What are the accumulated effects of large scale structures on the marine environment?
What are the best strategies for installation, maintenance and operation of a multi-
purpose offshore platform?
What is the economic and environmental feasibility of multi-use platforms?
It is essential that all work under the MERMAID project contributes directly towards real design concepts
and industrial applications. For this reason test sites will be studied to develop innovative plans and
designs for harvesting ocean energy, aquaculture and logistic support.

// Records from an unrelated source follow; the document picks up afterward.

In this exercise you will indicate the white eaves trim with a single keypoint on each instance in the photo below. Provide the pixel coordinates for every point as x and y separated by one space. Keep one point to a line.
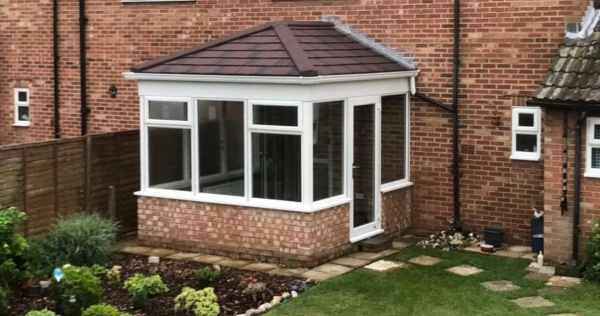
271 80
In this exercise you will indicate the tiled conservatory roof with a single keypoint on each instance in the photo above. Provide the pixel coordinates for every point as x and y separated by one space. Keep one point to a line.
279 49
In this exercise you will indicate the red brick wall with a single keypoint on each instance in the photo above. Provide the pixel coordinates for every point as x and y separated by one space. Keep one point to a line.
243 232
505 48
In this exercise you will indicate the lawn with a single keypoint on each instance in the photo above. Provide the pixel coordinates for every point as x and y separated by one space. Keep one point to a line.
430 290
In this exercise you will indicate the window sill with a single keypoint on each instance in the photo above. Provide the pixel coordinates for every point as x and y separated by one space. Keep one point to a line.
592 174
525 157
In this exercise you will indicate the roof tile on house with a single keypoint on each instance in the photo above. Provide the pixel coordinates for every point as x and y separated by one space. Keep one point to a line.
574 75
278 49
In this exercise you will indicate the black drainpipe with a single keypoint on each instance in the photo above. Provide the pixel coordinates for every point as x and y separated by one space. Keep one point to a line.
82 67
455 154
56 61
576 187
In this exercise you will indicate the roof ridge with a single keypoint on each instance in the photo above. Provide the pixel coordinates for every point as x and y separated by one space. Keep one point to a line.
192 50
292 46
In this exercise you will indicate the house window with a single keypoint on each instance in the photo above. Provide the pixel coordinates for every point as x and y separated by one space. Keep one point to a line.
593 148
394 140
526 133
21 107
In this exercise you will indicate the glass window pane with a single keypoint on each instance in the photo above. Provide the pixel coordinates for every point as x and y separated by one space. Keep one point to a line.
221 147
167 110
328 149
22 96
169 158
526 143
595 157
393 138
275 115
276 167
23 114
526 119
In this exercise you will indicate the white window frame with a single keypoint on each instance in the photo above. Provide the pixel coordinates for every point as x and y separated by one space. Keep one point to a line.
591 142
400 183
526 130
20 104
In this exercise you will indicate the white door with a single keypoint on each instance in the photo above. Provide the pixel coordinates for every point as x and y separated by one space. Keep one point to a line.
365 218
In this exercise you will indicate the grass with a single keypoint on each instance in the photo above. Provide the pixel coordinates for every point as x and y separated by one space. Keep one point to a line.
421 290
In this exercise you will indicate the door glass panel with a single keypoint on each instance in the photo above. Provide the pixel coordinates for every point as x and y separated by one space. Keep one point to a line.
362 168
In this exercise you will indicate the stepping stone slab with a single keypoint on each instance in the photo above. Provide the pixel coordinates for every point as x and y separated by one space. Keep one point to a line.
384 265
233 263
560 281
350 262
208 258
507 254
464 270
183 255
333 269
533 301
316 275
259 266
366 255
424 260
500 286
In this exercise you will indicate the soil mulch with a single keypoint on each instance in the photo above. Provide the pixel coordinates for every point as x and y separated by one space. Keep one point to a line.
176 274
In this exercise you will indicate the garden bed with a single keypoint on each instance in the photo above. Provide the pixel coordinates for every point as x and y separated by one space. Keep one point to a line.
176 274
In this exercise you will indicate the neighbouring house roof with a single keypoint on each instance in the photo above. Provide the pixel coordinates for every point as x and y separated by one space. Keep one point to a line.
573 79
296 49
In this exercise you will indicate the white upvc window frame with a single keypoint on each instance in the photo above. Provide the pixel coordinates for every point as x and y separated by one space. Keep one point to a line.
400 183
21 104
591 142
526 130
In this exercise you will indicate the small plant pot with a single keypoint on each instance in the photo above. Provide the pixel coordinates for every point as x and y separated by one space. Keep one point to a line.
34 290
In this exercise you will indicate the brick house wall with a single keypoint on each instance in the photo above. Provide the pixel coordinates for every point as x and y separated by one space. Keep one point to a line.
506 46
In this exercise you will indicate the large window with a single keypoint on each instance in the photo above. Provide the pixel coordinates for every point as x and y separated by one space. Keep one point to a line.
526 132
394 140
21 107
593 148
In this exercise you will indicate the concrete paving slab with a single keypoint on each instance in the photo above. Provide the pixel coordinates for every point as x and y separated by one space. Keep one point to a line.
534 301
500 286
424 260
385 265
183 255
366 255
560 281
260 266
134 249
316 275
350 262
333 269
231 263
464 270
400 245
208 258
288 272
507 254
161 252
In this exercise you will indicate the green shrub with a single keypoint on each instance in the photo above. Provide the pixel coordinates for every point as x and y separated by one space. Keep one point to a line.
82 239
14 247
77 290
208 276
198 302
103 310
43 312
141 287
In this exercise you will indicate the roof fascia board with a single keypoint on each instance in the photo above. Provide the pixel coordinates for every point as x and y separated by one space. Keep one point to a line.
271 80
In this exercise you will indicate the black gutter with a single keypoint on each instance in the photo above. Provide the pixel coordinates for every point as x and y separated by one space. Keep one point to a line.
455 147
82 67
55 68
433 101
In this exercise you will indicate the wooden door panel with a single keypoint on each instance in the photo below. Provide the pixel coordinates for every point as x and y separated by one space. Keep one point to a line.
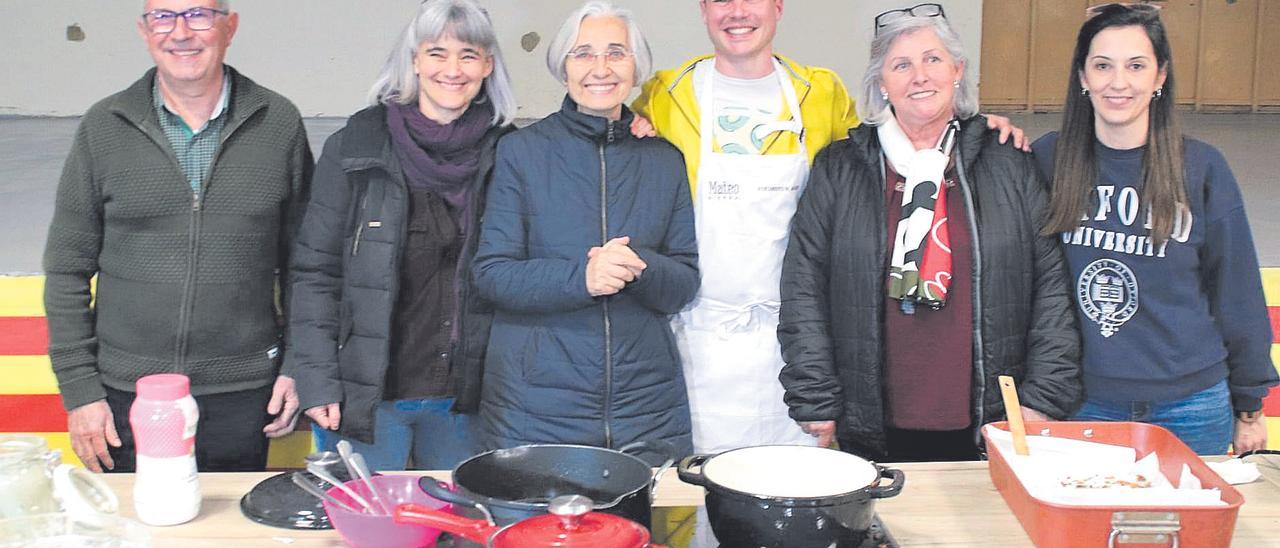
1055 24
1269 55
1228 32
1005 28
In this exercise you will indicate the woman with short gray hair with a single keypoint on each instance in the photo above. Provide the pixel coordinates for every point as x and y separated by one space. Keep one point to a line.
387 336
917 274
588 246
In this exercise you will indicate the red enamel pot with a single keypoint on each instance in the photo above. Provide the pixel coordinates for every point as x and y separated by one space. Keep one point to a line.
571 523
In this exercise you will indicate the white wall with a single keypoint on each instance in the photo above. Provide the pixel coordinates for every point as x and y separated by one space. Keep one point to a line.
325 53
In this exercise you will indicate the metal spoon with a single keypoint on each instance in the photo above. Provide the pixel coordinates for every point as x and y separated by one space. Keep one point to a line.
319 471
346 453
357 461
301 480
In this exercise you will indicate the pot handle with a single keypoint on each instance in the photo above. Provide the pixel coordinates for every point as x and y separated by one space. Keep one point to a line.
440 491
474 530
688 474
658 447
892 489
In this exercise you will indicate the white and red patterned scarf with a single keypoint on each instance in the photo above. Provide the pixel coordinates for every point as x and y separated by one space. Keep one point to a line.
920 260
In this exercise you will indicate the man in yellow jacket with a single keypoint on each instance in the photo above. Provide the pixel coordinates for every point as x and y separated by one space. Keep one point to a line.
749 123
748 163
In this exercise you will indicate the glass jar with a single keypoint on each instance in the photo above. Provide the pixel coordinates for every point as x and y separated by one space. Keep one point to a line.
26 478
35 480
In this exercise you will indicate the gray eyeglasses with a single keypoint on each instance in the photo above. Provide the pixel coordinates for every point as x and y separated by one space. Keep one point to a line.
915 10
163 21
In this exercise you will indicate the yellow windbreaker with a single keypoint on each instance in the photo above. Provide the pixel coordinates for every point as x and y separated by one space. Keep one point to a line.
667 100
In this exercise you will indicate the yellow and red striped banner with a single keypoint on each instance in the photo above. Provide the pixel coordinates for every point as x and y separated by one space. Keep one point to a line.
28 392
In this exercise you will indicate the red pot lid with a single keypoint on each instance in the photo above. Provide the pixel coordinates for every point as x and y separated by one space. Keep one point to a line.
572 524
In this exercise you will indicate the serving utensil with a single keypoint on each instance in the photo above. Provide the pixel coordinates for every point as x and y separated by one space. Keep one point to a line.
319 471
357 462
301 480
1014 411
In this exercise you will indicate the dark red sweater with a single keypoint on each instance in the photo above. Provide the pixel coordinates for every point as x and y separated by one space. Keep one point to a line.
928 356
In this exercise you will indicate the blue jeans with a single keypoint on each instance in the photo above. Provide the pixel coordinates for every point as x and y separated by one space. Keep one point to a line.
1203 420
425 428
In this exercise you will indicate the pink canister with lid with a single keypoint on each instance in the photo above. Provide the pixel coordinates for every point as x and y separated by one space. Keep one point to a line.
163 418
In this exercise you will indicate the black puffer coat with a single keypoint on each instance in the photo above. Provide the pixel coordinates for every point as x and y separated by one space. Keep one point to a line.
346 273
565 366
833 290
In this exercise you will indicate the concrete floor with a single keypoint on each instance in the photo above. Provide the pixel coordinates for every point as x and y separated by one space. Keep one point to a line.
32 151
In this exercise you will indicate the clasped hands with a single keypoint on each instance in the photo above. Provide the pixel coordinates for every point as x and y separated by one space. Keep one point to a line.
611 266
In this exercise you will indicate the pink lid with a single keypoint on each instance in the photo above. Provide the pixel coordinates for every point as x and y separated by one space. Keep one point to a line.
164 387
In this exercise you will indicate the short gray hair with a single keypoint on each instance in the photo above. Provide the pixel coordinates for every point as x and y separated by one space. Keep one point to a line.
462 19
567 36
871 104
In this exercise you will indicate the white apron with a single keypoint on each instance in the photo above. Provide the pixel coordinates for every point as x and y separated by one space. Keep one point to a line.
727 337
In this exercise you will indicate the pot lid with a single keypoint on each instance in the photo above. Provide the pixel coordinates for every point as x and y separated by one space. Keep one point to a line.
790 471
279 503
572 524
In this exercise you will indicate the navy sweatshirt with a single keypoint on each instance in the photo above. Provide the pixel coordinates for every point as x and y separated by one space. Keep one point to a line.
1161 323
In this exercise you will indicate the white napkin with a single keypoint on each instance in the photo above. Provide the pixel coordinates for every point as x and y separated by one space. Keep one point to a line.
1235 471
1054 459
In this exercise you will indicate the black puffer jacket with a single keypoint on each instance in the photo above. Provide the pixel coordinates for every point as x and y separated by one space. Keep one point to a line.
346 274
565 366
833 290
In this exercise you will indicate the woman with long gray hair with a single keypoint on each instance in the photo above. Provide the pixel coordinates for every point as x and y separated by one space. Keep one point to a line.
917 272
387 336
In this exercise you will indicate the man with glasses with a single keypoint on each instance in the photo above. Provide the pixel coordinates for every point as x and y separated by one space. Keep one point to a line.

Four offshore test study sites with different environmental characteristics have carefully been selected
for their specific challenges. The sites, which represent different environmental, social and economic
conditions, are located at four different seas:
The Baltic Sea - a typical estuarine area with fresh water from rivers and salt water.
The trans-boundary area of the North Sea-Wadden Sea - a typical active morphology
site
The Atlantic Ocean - a typical deep water site
The Mediterranean Sea - a typical sheltered deep water site.
With the results from these studies, a verified procedure will be created to select the most appropriate
design options for a given off-shore area. This procedure should be generic so stakeholders and end
users can use it for marine planning strategies.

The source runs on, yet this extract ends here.